A fast, accurate ‘sequence search engine’

The MetaGraph tool can search through millions of published DNA, RNA and protein records in a matter of seconds. Developed by SIB scientists at ETH Zurich, the tool overcomes current limitations in analysing vast volumes of biological sequencing data – which will significantly accelerate life-science research and biomedical innovation. This important milestone in computational genomics was published in Nature.

Full-text search instead of downloading entire data sets

Over 100 million gigabytes (100 petabytes) of DNA, RNA and protein sequences are stored in public databases around the world – about as much as all the text on the internet. This vast collection of data is a treasure trove for research into disease treatments, ecology, new biotechnologies, and more. However, accessing and analysing data at this scale poses a major challenge. Current methods are often slow, require massive computing power and other resources, and lack scalability for high-throughput searches.

MetaGraph overcomes these limitations. Developed by the SIB Biomedical Informatics group at ETH Zurich, the tool works in the same way as a regular internet search engine: researchers enter the text of a sequence and, within seconds or minutes, get a list of any matching sequences in public sequence databases.

MetaGraph is a kind of Google for biological sequences. What was deemed to be very challenging a few years ago, can now easily be done on a modern laptop.

Gunnar Rätsch

Group Leader, SIB Biomedical Informatics group, ETH Zurich

A catalyst for biomedical advances

The Nature article published this month demonstrates that MetaGraph is not only fast, but also accurate and efficient. To demonstrate its practical feasibility, the authors used the tool to index an incredible half of all sequence data sets available worldwide, across the tree of life – comprising 18 million unique genome and transcriptome samples and 210 billion amino acid residues from the UniProt archive (UniParc). According to Gunnar Rätsch, the remaining half should follow by the end of the year.

The article also provides practical use cases to illustrate how such petabase-scale search can catalyse biomedical advances, such as tackling antimicrobial resistance. Given that MetaGraph is available as open source, it could also be of interest to pharmaceutical companies that have large amounts of internal research data.

A novel solution for peta-scale sequence analyses

MetaGraph works by indexing the data and presenting them in compressed form. This is achieved using complex mathematical graphs that improve the structure of the data – similar to spreadsheet programs such as Excel.

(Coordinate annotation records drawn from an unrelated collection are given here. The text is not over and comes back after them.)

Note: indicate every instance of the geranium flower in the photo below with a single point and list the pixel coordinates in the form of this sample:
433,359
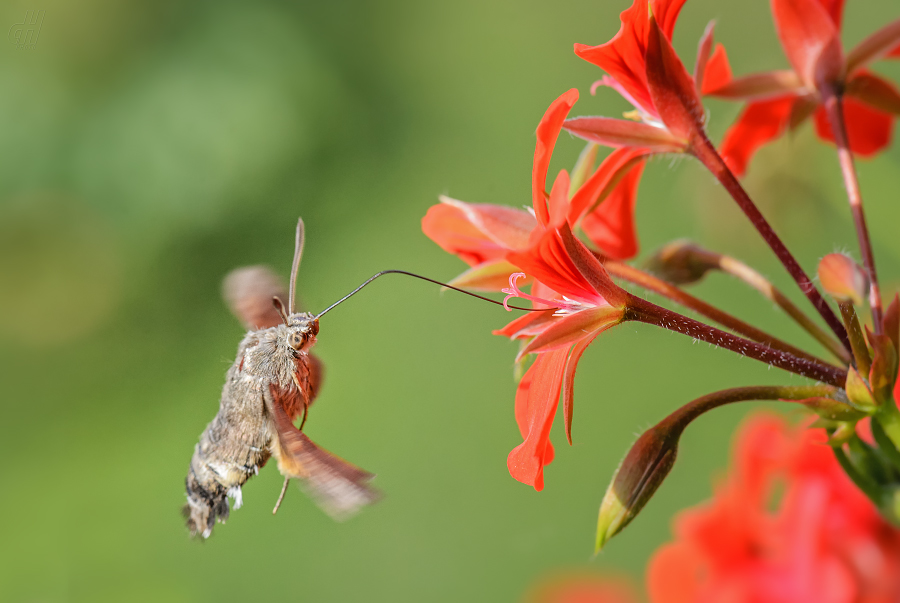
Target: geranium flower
584,303
483,234
823,542
809,31
668,115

While the use of indexes to render large amounts of data searchable is standard practice in computer science research, the researchers added two new aspects: complex linking of raw data and metadata, and data compression by a factor of around 300. Similar to a book summary, the compressed data no longer contain every word, but all the main storylines and connections remain intact.

Thanks to these innovations, MetaGraph is comparatively cost-effective: the representation of all public biological sequences would fit on a few computer hard drives, and large queries could be as cheap as 74 cents per megabase. The methodology also allows scalability, a key advantage over other DNA search tools currently being researched. Notably, MetaGraph can easily adapt to current rapid advances in representing biological sequences, ensuring its long-term utility.